The endocannabinoid system (ECS) is a biological system composed of endocannabinoids, which are endogenous lipid-based retrograde neurotransmitters that bind to cannabinoid receptors, and cannabinoid receptor proteins that are expressed throughout the vertebrate central nervous system (including the brain) and peripheral nervous system. The endocannabinoid system remains under preliminary research, but may be involved in regulating physiological and cognitive processes, including fertility, pregnancy, during pre and post-natal development, appetite, pain-sensation, mood, memory, and in mediating the pharmacological effects of cannabis.

Two primary endocannabinoid receptors have been identified as CB1 and CB2. CB1 receptors are found predominantly in the brain and nervous system, as well as in peripheral organs and tissues, and are the main molecular target of the endocannabinoid ligand (binding molecule), anandamide, as well as its mimetic phytocannabinoid, THC. One other main endocannabinoid is 2-arachidonoylyglycerol (2-AG) which is active at both cannabinoid receptors, along with its own mimetic phytocannabinoid, CBD. 2-AG and CBD are involved in the regulation of appetite, immune system functions and pain management.

The cannabis plant and other plants produce cannabinoids, which interact with our body’s receptors. These plant cannabinoids are known as phyto-cannabinoids. Phyto is a prefix that means “pertaining to derived from plants”. They are categorized as any plant-derived natural product with the capability to directly interact with the body’s cannabinoid receptors or share chemical similarity with cannabinoids.

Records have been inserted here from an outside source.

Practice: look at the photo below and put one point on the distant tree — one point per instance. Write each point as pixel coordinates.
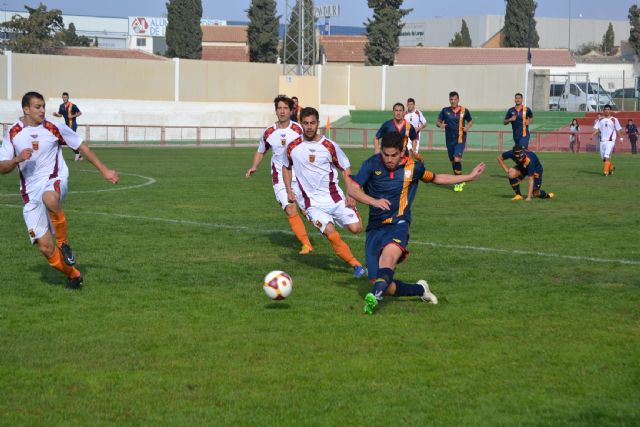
(70, 38)
(608, 41)
(383, 31)
(634, 32)
(262, 32)
(35, 33)
(293, 32)
(462, 38)
(184, 35)
(516, 23)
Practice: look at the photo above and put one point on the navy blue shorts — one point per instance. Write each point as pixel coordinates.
(378, 238)
(522, 140)
(455, 149)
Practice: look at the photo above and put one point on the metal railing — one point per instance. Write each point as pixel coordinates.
(216, 136)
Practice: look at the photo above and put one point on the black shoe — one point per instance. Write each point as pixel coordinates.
(67, 254)
(75, 283)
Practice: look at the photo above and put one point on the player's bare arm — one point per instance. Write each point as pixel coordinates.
(257, 159)
(7, 166)
(358, 194)
(446, 179)
(108, 174)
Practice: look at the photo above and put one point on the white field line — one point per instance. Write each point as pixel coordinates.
(147, 181)
(352, 237)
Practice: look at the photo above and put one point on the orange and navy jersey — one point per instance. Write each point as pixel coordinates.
(521, 126)
(65, 109)
(455, 119)
(529, 163)
(399, 186)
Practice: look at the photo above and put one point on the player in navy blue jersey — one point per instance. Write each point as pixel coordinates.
(520, 117)
(400, 126)
(388, 182)
(527, 164)
(456, 121)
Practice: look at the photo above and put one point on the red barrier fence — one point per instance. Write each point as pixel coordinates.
(209, 136)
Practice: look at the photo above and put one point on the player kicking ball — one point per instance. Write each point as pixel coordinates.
(527, 165)
(388, 182)
(33, 145)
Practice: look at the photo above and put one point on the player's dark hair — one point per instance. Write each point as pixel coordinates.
(285, 99)
(392, 140)
(26, 99)
(309, 111)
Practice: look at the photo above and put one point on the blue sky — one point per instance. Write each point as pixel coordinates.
(353, 12)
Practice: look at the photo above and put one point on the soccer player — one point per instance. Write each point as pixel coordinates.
(276, 138)
(295, 110)
(388, 182)
(69, 111)
(520, 117)
(316, 160)
(400, 126)
(607, 129)
(417, 120)
(527, 165)
(34, 146)
(456, 122)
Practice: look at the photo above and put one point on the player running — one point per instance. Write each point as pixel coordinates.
(417, 120)
(315, 160)
(456, 121)
(276, 138)
(34, 146)
(607, 129)
(527, 165)
(387, 182)
(520, 117)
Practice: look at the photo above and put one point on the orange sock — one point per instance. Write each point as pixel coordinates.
(342, 249)
(56, 262)
(59, 222)
(298, 229)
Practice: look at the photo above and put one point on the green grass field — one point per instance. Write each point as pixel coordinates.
(538, 321)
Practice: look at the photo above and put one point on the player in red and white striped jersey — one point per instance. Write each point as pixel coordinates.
(316, 160)
(33, 145)
(277, 137)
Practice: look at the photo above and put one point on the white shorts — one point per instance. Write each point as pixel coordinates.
(36, 214)
(280, 192)
(336, 213)
(606, 147)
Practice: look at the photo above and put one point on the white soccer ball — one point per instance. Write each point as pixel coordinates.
(277, 285)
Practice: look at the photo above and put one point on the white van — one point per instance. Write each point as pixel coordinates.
(584, 96)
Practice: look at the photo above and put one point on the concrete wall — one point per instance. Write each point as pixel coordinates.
(92, 77)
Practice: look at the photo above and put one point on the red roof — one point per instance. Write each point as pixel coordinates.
(99, 52)
(344, 48)
(480, 56)
(225, 53)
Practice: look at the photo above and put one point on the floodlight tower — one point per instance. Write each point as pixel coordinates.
(299, 49)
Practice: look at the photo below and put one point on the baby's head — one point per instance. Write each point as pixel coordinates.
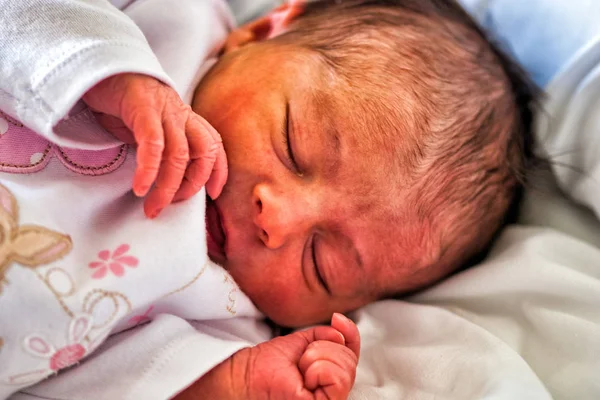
(374, 147)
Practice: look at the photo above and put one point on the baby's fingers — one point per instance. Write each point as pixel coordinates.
(172, 168)
(208, 164)
(334, 353)
(328, 380)
(347, 328)
(148, 132)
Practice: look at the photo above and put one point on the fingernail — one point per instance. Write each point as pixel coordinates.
(155, 213)
(341, 317)
(140, 191)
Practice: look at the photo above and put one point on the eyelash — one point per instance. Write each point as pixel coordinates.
(316, 266)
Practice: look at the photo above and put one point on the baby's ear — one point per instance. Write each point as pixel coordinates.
(273, 24)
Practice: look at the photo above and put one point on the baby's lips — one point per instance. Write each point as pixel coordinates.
(215, 185)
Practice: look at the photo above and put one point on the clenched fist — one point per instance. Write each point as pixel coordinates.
(315, 364)
(177, 150)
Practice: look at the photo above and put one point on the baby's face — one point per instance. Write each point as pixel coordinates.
(303, 227)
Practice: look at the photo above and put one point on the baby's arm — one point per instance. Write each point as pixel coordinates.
(73, 49)
(318, 363)
(177, 150)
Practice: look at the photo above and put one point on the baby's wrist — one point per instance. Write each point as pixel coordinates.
(226, 381)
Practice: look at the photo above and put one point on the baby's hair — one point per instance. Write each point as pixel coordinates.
(449, 109)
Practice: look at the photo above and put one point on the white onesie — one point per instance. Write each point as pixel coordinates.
(78, 259)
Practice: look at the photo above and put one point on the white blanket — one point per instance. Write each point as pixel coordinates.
(522, 325)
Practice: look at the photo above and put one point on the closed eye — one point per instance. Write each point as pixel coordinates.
(313, 249)
(289, 152)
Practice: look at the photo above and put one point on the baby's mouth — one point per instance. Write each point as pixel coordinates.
(215, 234)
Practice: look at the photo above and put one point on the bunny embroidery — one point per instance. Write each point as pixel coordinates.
(58, 358)
(28, 245)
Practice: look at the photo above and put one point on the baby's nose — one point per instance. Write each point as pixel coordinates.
(279, 216)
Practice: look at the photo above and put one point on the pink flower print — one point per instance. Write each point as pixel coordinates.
(114, 262)
(58, 359)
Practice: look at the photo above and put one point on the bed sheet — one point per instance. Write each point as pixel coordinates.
(522, 325)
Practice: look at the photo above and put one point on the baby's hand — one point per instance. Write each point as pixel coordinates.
(318, 363)
(177, 150)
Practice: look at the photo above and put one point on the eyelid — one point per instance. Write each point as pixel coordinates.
(316, 265)
(288, 153)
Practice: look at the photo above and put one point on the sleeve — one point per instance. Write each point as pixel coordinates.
(53, 51)
(153, 361)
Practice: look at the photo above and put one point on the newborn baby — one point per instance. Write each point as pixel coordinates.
(372, 147)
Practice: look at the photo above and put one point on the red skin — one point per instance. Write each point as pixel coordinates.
(318, 363)
(177, 150)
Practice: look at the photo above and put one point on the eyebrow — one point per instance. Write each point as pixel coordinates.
(332, 142)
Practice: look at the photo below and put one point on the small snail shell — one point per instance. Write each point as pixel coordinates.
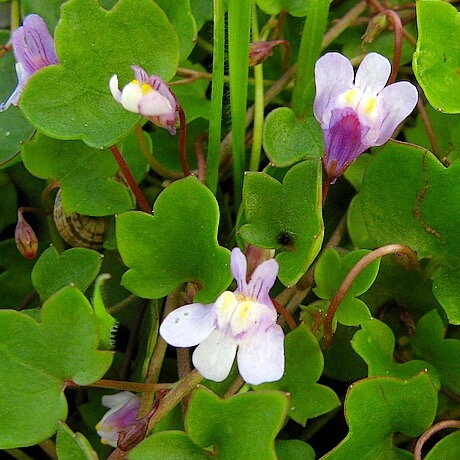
(79, 230)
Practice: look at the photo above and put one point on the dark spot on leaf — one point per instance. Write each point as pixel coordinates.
(285, 239)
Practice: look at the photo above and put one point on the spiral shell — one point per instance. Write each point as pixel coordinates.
(79, 230)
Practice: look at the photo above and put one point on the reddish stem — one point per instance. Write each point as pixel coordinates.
(200, 159)
(430, 432)
(183, 142)
(353, 274)
(130, 179)
(285, 314)
(398, 30)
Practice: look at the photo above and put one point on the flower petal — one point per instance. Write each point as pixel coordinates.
(344, 141)
(373, 73)
(140, 74)
(395, 103)
(262, 280)
(214, 357)
(333, 75)
(188, 325)
(33, 45)
(239, 267)
(154, 104)
(261, 356)
(114, 89)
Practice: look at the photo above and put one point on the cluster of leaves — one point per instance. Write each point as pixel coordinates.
(393, 368)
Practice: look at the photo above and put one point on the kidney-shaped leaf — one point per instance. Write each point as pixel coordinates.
(285, 216)
(377, 407)
(85, 175)
(72, 100)
(437, 57)
(38, 359)
(176, 245)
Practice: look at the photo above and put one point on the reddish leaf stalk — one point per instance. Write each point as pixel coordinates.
(130, 179)
(200, 159)
(430, 432)
(183, 142)
(353, 274)
(285, 314)
(428, 128)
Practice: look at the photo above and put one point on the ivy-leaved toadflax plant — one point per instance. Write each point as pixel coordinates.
(241, 323)
(357, 112)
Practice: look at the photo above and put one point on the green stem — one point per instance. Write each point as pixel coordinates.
(258, 101)
(215, 123)
(151, 160)
(15, 15)
(239, 22)
(310, 48)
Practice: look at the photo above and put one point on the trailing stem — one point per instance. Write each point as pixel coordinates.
(353, 274)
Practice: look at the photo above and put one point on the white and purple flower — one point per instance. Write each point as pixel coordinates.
(149, 96)
(359, 112)
(123, 413)
(33, 48)
(241, 323)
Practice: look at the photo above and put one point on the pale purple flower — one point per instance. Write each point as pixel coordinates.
(241, 323)
(148, 96)
(123, 412)
(33, 48)
(359, 112)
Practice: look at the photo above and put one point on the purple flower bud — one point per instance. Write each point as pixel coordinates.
(359, 112)
(33, 48)
(150, 97)
(25, 237)
(260, 51)
(123, 413)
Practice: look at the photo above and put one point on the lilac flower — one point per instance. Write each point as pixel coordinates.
(33, 48)
(123, 412)
(244, 320)
(148, 96)
(359, 112)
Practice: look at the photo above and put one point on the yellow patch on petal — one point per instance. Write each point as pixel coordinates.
(146, 88)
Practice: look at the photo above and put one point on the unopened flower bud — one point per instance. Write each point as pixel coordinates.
(260, 51)
(26, 239)
(375, 27)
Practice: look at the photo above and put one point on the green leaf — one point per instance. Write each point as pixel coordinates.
(294, 449)
(286, 216)
(39, 358)
(85, 175)
(106, 323)
(437, 57)
(304, 366)
(330, 272)
(72, 100)
(429, 344)
(176, 245)
(53, 271)
(13, 127)
(73, 446)
(288, 140)
(447, 448)
(377, 407)
(15, 272)
(293, 7)
(375, 343)
(402, 200)
(224, 423)
(167, 445)
(180, 14)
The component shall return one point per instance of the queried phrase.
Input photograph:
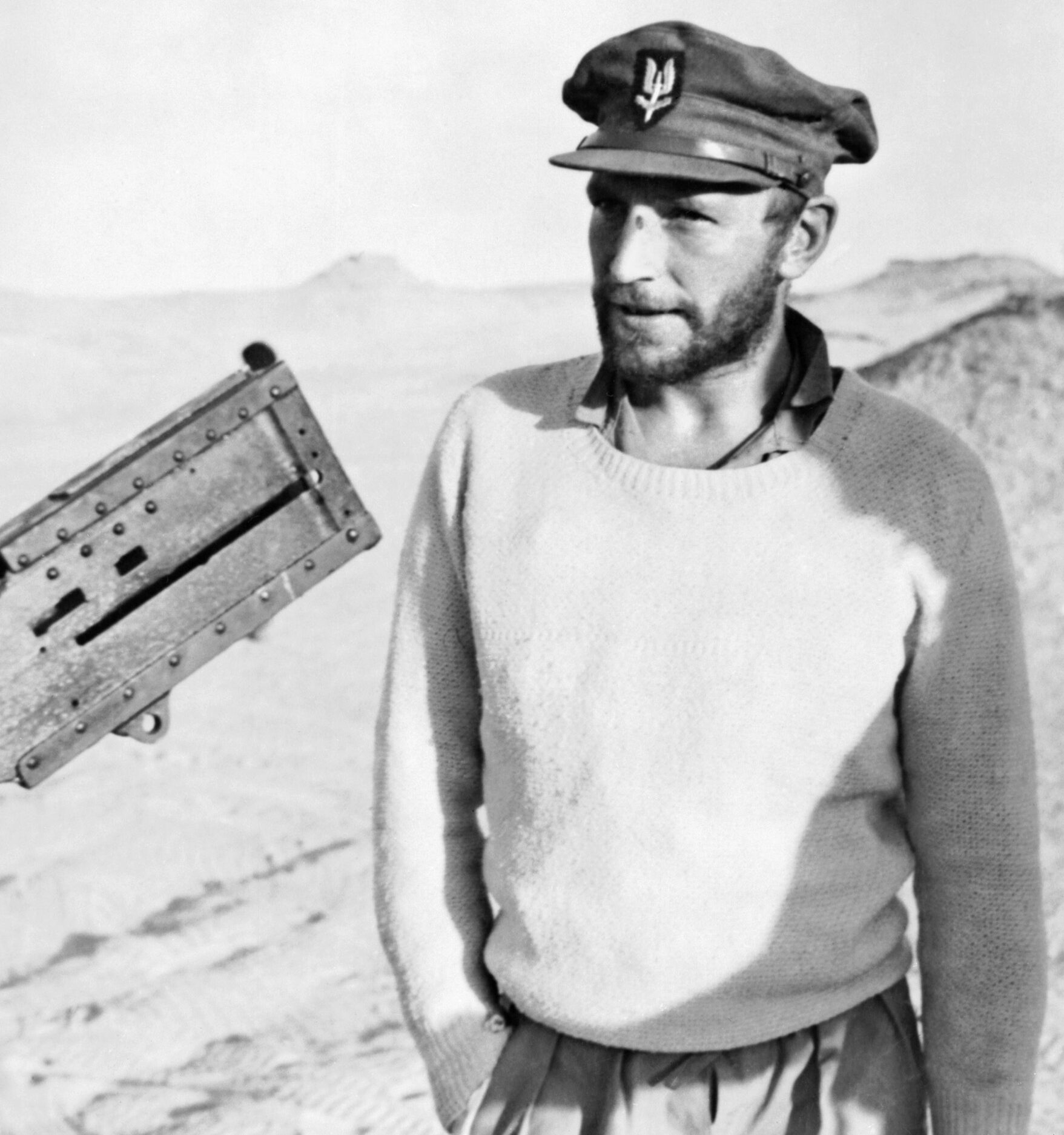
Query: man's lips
(643, 311)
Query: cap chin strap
(792, 175)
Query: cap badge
(657, 87)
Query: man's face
(686, 275)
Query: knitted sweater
(715, 720)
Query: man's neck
(695, 423)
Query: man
(727, 645)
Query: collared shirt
(607, 408)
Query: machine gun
(125, 580)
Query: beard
(736, 331)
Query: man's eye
(609, 207)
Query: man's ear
(809, 236)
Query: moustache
(639, 301)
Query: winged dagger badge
(657, 84)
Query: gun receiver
(132, 576)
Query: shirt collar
(809, 352)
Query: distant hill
(284, 729)
(911, 300)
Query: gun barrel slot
(133, 558)
(231, 536)
(71, 602)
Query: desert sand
(187, 930)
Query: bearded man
(722, 645)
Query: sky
(164, 145)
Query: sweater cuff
(458, 1061)
(969, 1113)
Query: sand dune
(187, 931)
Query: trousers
(857, 1074)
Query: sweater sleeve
(969, 759)
(432, 906)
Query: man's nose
(639, 249)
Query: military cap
(675, 100)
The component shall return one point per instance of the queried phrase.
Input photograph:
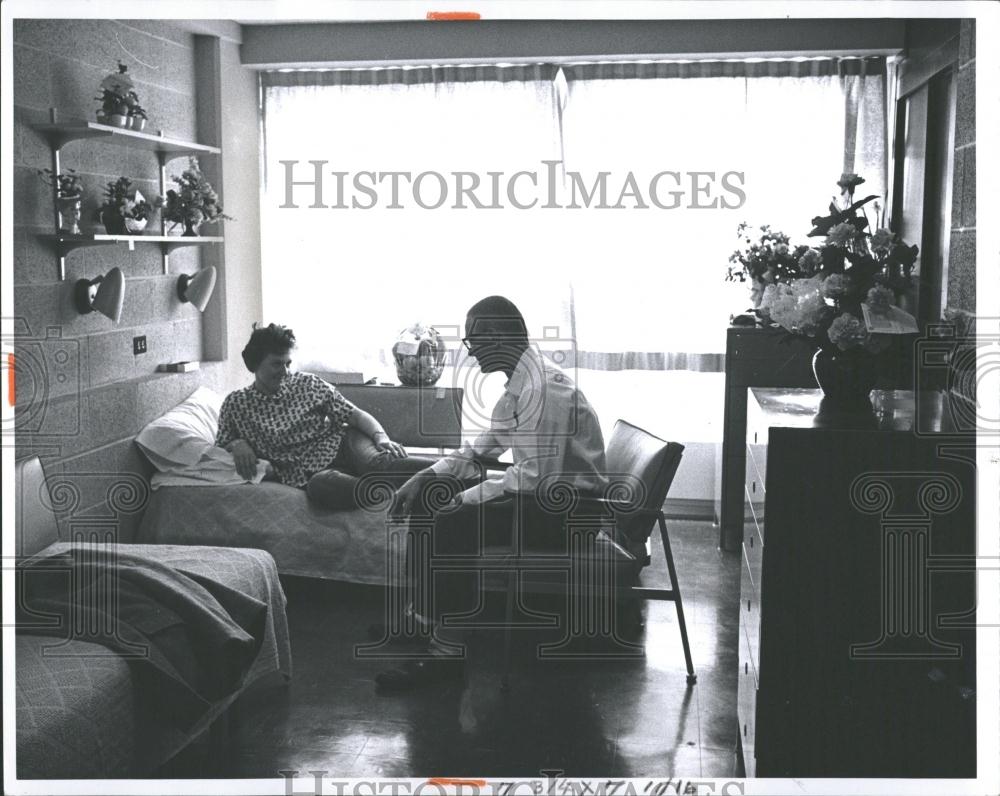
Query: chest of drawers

Furthermore, phytocannabinoids from cannabis have significantly influenced research on the endocannabinoid system. So far, they have become widely known for their medicinal properties in recent years. In particular, the cannabis plant contains over 400 chemical entities, and more than 60 of them are cannabinoid compounds, which have varying effects.

Cannabidiol – CBD | Cannabidivarin – CBDV | Cannabigerol – CBG | Tetrahydrocannabinol – THC | Tetrahydrocannabivarin – THCV | Cannabidiolic Acid – CBDA | Cannabichromene – CBC | Cannabinol – CBN | Tetrahydrocannabinolic Acid – THCA | Delta-9 Tetrahydrocannabinol – Δ9-THC

CB1 receptors are concentrated mostly in the brain and central nervous system. Cannabinoid receptor type 1, also known as cannabinoid receptor 1, is a G protein-coupled cannabinoid receptor that in humans is encoded by the CNR1 gene. The human CB₁ receptor is expressed in the peripheral nervous system and central nervous system.

CB2 receptors are concentrated mostly in the peripheral nervous system and immune system. The cannabinoid receptor type 2, abbreviated as CB2, is a G protein-coupled receptor from the cannabinoid receptor family that in humans is encoded by the CNR2 gene.